All of us at some time in our lives will experience grief following the loss of a loved one.
The terrible events that took place in Sri Lanka on Easter Sunday last year in 2019 would have brought home to all of us the sadness and bewilderment that we can experience when faced with such a tragic and devastating loss.
Grief is a simple word used to describe the complex and often inexplicable reaction we suffer following a loss – not only the loss of a loved one due to death but also the suffering evoked by loss of home, health or possessions. This process of loss can involve a host of reactions that can be intense and unfamiliar, leaving us feeling helpless, frustrated, sad, confused, angry – or all of the above.
Our first reaction when we experience this type of loss is to feel disbelief and numbness. It may take a while before we start to feel that intense hurt of our loss. We may be surprised that the rest of the world around us continues unchanged even when we know our own world has been shattered.

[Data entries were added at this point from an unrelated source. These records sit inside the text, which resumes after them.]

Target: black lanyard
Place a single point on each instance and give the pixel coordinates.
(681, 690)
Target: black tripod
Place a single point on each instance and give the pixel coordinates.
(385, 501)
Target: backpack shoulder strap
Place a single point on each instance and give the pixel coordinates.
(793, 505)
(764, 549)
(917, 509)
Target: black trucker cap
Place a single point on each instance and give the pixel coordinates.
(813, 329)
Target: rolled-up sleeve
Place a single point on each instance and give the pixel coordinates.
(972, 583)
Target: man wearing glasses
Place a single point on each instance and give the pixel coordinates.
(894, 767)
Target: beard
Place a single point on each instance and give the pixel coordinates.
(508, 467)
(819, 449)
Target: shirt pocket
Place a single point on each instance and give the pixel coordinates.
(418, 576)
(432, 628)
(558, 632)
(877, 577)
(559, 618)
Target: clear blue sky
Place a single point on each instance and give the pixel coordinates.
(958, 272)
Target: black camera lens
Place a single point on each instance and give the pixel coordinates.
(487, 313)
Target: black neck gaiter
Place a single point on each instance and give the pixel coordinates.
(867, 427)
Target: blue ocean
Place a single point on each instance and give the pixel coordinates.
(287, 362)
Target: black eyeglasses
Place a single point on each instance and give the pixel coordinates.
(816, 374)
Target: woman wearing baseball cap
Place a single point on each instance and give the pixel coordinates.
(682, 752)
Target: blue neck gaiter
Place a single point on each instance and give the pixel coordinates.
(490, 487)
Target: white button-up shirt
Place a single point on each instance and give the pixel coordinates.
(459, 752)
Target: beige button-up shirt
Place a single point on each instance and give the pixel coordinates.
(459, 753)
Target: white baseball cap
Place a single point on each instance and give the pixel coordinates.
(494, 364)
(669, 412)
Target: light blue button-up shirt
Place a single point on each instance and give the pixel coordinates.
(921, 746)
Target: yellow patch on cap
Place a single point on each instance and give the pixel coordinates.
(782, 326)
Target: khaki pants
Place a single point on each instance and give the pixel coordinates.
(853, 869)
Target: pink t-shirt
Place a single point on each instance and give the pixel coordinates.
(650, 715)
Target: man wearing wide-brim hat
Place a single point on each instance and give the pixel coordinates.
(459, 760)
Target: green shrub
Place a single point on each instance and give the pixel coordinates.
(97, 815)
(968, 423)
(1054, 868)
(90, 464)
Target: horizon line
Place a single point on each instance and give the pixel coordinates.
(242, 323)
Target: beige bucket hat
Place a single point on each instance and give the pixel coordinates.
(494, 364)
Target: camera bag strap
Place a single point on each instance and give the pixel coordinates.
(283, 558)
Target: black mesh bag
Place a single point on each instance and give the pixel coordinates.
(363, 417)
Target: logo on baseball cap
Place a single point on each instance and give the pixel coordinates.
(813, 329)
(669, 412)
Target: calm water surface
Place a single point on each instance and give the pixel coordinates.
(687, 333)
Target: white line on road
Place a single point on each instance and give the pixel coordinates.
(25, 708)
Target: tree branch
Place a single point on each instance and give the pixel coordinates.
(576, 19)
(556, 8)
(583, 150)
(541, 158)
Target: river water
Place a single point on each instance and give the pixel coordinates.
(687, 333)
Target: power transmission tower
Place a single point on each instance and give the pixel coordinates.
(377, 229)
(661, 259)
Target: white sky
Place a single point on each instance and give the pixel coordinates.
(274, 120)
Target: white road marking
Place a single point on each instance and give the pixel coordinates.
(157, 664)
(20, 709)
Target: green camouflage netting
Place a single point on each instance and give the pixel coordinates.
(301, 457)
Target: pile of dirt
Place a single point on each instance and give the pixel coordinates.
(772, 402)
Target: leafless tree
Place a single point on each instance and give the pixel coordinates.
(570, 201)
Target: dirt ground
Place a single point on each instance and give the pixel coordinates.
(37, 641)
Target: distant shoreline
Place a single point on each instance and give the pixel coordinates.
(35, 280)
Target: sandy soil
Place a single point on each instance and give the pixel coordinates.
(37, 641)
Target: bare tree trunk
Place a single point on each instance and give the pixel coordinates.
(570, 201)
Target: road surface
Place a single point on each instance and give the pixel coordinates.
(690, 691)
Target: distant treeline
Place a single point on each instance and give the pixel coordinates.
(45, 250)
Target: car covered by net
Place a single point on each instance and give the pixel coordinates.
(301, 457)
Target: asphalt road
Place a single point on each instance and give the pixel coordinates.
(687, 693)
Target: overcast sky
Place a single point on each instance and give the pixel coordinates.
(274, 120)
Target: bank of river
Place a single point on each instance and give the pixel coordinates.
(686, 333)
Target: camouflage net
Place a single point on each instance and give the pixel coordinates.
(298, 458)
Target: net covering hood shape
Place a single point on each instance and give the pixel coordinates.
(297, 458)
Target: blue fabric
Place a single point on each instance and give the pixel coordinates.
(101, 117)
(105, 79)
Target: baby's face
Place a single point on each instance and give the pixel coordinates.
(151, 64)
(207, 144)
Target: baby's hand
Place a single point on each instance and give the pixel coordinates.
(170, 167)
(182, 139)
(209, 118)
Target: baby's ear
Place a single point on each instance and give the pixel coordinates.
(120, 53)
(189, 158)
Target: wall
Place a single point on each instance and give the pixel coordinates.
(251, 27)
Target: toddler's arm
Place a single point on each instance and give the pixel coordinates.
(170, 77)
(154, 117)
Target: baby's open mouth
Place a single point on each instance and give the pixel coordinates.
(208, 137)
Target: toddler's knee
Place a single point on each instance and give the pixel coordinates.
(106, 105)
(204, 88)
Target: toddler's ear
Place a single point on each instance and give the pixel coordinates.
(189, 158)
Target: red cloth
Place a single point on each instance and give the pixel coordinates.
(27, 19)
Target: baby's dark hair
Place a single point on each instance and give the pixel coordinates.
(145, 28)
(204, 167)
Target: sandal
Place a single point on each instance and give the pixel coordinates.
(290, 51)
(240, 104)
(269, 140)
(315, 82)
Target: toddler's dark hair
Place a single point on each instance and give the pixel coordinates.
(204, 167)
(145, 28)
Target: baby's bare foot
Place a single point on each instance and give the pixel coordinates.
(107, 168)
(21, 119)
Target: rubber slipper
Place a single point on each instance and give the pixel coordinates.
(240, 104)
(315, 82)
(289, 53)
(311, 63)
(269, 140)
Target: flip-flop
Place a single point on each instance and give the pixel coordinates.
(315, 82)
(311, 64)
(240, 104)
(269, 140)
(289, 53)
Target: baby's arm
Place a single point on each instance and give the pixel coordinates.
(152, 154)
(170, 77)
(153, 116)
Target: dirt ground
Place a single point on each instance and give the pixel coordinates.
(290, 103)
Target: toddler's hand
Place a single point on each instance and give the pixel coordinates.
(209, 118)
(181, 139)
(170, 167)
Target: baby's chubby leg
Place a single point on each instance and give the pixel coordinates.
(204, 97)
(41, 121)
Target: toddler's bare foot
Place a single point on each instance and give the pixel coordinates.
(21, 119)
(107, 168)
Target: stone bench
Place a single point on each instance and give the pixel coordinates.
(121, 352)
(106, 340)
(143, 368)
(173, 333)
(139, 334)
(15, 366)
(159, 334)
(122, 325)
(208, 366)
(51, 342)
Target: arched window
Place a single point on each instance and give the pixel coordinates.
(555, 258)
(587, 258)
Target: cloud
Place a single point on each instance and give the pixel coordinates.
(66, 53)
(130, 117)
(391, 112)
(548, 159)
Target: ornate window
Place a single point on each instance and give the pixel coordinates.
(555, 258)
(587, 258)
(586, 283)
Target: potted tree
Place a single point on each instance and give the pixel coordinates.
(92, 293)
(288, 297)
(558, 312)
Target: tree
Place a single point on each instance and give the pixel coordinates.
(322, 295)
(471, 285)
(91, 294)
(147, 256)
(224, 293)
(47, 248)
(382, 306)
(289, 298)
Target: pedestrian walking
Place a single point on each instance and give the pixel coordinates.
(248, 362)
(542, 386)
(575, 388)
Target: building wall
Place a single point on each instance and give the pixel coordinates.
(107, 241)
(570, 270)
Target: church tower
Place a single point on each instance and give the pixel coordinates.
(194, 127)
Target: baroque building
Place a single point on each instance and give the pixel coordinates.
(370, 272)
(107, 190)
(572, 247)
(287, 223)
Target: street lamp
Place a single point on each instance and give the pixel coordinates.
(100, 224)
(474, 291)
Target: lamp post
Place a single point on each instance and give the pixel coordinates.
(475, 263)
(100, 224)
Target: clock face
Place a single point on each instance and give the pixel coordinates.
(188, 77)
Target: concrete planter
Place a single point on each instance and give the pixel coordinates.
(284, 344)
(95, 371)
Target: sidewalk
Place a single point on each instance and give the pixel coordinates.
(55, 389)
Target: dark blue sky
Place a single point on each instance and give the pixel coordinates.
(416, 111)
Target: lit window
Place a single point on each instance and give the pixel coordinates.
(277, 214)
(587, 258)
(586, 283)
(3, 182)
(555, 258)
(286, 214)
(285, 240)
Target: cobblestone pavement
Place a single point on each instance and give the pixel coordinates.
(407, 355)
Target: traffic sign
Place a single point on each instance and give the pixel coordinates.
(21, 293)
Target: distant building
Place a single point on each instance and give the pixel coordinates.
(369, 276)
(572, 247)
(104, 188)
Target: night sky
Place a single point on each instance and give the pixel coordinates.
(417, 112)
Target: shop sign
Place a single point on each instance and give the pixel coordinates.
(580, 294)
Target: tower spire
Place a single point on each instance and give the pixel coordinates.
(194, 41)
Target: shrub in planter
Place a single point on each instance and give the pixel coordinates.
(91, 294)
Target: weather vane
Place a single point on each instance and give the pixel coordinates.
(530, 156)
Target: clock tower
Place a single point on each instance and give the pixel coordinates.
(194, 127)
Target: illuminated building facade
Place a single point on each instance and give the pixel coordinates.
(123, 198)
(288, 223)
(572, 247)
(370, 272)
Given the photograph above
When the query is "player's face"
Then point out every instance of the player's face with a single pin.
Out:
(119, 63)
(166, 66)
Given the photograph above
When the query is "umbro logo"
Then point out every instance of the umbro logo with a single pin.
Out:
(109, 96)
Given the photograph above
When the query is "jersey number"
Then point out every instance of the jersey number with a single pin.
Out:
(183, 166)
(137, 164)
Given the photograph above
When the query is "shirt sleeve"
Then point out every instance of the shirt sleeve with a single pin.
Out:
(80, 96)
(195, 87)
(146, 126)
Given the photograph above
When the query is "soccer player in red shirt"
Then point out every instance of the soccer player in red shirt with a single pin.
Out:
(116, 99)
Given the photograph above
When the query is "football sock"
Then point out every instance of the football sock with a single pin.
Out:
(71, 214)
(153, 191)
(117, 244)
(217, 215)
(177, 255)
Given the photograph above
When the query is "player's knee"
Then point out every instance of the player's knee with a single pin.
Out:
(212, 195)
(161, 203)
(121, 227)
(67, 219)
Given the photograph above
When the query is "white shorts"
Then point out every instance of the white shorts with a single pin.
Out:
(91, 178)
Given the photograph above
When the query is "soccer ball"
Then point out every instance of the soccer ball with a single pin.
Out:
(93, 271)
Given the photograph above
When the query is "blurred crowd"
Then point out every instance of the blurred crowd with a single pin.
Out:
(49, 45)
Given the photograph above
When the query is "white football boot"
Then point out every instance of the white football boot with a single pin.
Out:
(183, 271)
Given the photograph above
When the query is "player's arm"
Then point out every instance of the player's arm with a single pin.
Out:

In the days, weeks and months that follow, some of the initial reactions will resolve as Time goes by and we may pass through other stages of what psychologists term the “Grief Reaction” – anger, sadness and finally acceptance. Some of us reach the stage of acceptance earlier than others – while some may be find it hard for a long time to move beyond the anger or the sadness. We often need to blame someone for our loss – this usually abates as we come to terms with our loss – but some of us may remain in a state of deep sadness or grief for months or years.
After we have lost someone near and dear to us we may experience situations – and this is quite common – like seeing our loved one’s face in a crowd of people, having dreams involving that person or being suddenly overcome by an immense feeling of sadness and crying when smelling a particular scent or hearing a particular piece of music that we associate with the one we lost.
It is also common after a sudden loss to imagine all the “what ifs”, perhaps even experiencing a sense of guilt and blaming ourselves for the loss. Some bereaved folk may want to die themselves, feeling that their own lives have lost purpose. Going into depression – withdrawing from family and friends, losing interest in things one enjoyed previously, having feelings of sadness, anxiety, fear, worthlessness or guilt – is not uncommon.
There are some things we can do to help us cope with the grief process until we (as almost all of us do in the course of time, however difficult it may appear to us initially) reach the stage of acceptance. We need to recognise that out grief is a natural part of the healing process, and give ourselves time to recover. Grief cannot be “cured” by medications or alcohol – but talking to your doctor may help in the initial stages when you may find it difficult to sleep.
It is helpful to attend memorials and ceremonies held in remembrance of our loved one, as this allows us to meet and talk with others who may be feeling the same way as us. It is beneficial, even though it may be difficult, to talk with others who have experienced such loss and grief – and also to ask for help from family, friends and if necessary health practitioners or religious advisers.